1/3/2025 — America Needs a Maximum Pressure Strategy in Ukraine

Trump Must Gain More Leverage to Bring Putin to the Negotiating Table

From: Foreign Affairs by Alina Polyakova

Ukrainian servicemembers firing a rocket toward Russian troops in Zaporizhzhia, Ukraine, December 2024 Stringer / Reuters

Alina Polyakova is President and CEO of the Center for European Policy Analysis and Donald Marron Senior Fellow at the Henry A. Kissinger Center for Global Affairs at the Johns Hopkins University School of Advanced International Studies.

In June 2024, Keith Kellogg, a retired lieutenant general and national security adviser to former President Donald Trump, presented a plan he co-authored with the former CIA analyst Fred Fleitz that proposed halting the delivery of U.S. weapons to Ukraine if Kyiv didn’t enter into peace talks with Moscow—but also warning Moscow that if it refused to negotiate with Kyiv, Washington would increase its support for Ukraine.

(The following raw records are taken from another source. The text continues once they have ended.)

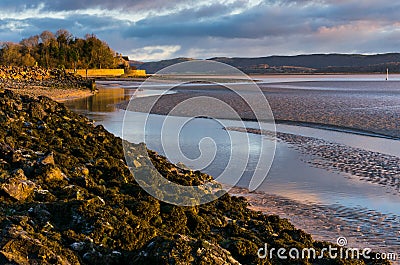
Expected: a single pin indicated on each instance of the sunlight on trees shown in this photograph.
(59, 50)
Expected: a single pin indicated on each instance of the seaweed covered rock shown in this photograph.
(67, 197)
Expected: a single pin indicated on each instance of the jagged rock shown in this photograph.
(47, 159)
(53, 174)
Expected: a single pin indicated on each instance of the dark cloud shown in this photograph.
(209, 28)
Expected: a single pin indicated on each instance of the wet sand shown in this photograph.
(361, 227)
(367, 111)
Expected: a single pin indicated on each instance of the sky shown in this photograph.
(149, 30)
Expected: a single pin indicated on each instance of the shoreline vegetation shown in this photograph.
(67, 197)
(53, 83)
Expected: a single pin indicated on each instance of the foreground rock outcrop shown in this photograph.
(67, 197)
(14, 77)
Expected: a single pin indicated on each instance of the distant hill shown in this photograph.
(313, 63)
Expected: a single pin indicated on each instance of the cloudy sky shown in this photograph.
(157, 29)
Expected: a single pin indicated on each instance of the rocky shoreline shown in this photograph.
(67, 197)
(54, 83)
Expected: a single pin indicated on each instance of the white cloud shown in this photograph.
(158, 52)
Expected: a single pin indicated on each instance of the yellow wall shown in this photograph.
(106, 72)
(98, 72)
(137, 73)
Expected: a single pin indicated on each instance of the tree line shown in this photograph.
(59, 50)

About five months later, President-elect Trump named Kellogg as his special envoy for Ukraine and Russia. “The makeup of the war has expanded,” Kellogg said in an interview, “and it’s time to put it back in a box.”

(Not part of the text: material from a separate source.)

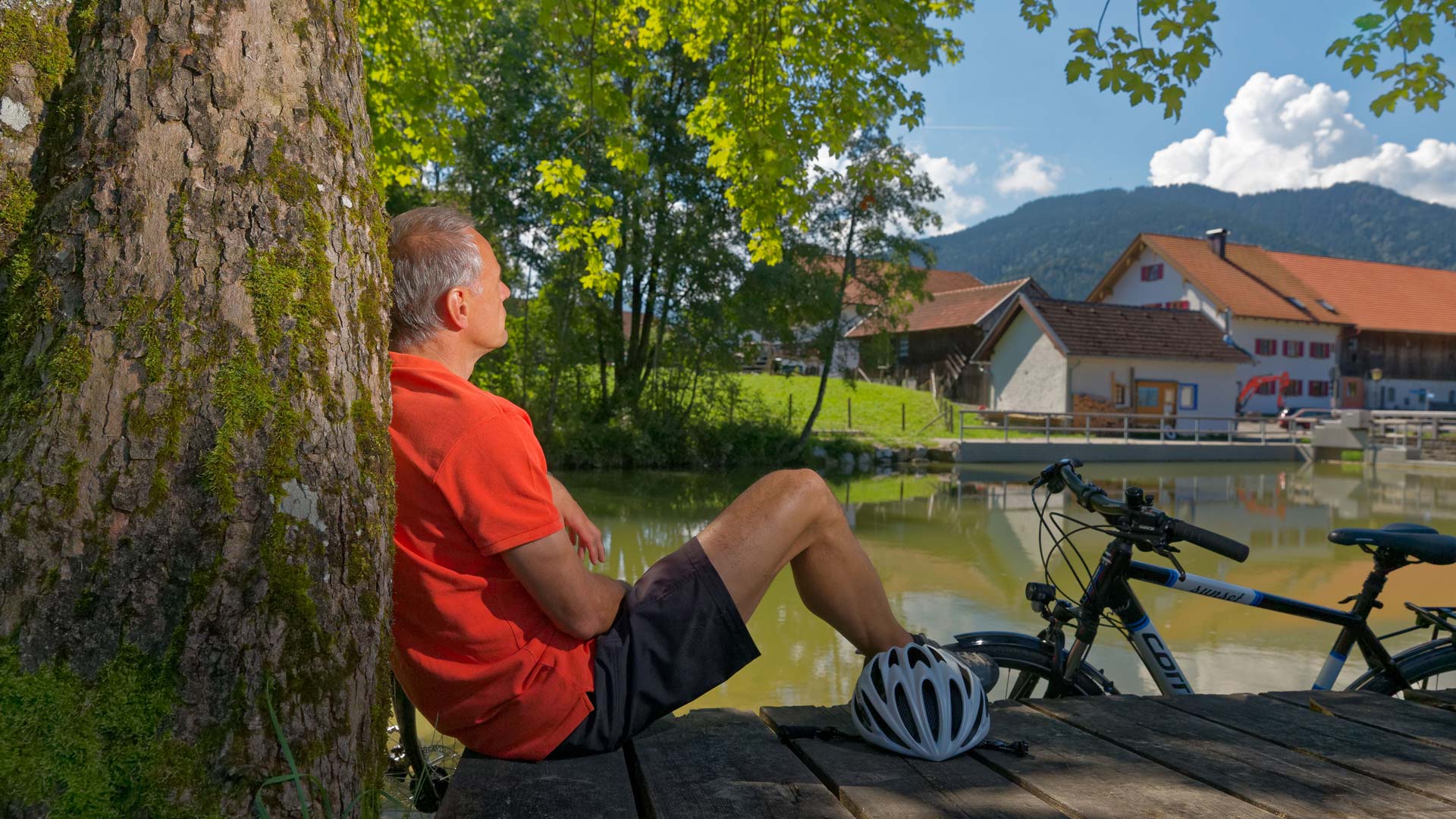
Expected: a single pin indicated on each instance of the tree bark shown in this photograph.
(196, 479)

In response to Kellogg’s nomination, Konstantin Malofeyev, a Russian oligarch with ties to the Kremlin, told a reporter for the Financial Times what he thought the likely Russian response would be. “Kellogg comes to Moscow with his plan, we take it and then tell him to screw himself, because we don’t like any of it,” Malofeyev said. “That’d be the whole negotiation.”

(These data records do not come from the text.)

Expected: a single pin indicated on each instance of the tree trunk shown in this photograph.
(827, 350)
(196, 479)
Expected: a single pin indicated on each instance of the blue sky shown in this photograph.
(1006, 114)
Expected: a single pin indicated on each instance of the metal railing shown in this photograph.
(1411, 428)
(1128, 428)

As Malofeyev’s blustery message makes clear, Russian President Vladimir Putin has no interest in a negotiated settlement to the war in Ukraine—which would require Moscow to compromise—because he believes Russia is winning the war. Nonetheless, if only to underscore its end goal, Russia has laid out a maximalist set of demands for Kyiv and its partners: permanent neutrality for Ukraine with no future option for NATO or EU membership, Western recognition of the Russian-occupied parts of Ukraine, the removal of all Western sanctions, and broader agreement from the West to recognize Russia’s self-defined “sphere of influence.”